According to the regulator, the breakfast television presenter had said something that 'could have undermined people's trust in the views being expressed by the authorities on the Coronavirus and the advice of mainstream sources of public health information'. Holmes's sin, in Ofcom's eyes, was to say on ITV's This Morning that any theory running counter to the official government line - such as the one linking 5G masts and Covid-19 - deserved to be discussed in the mainstream media. This was in spite of Holmes saying the 5G conspiracy was 'not true and incredibly stupid'. Ofcom said this view - the view that such theories deserved a public hearing, not that they were in any way right or plausible - was 'ill-judged and risked undermining viewers' trust in advice from public authorities and scientific evidence'.In my letter to Dame Melanie, I pointed out that if Ofcom is going to prohibit views being discussed on television that might risk undermining viewers' trust in public authorities during this crisis, that could easily be extended to anyone challenging the government's official line on a number of issues, not just the link between the virus and 5G masts.

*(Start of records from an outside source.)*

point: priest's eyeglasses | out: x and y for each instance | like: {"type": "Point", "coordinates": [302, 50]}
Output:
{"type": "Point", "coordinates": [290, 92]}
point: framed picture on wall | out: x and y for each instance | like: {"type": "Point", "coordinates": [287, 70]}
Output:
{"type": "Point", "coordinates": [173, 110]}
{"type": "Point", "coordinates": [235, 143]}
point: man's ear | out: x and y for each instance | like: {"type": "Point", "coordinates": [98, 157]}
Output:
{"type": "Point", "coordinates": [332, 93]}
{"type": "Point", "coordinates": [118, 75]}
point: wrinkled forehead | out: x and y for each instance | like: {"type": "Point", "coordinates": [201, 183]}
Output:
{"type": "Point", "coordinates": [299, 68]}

For instance, would Ofcom have reprimanded a broadcaster that challenged the
advice of Public Health England, issued on 25 February, that it was 'very unlikely that anyone receiving care in a care home or the community will become infected'? That advice was supposedly based on 'scientific evidence', yet as we now know it turned out to be wrong and the fact that hospitals discharged elderly patients back into care homes without first confirming that they were not infected with Covid-19 is one of the reasons that, according to the ONS, as of 1 May,
37.4 per cent of all Covid deaths in England and Wales have occurred in care homes.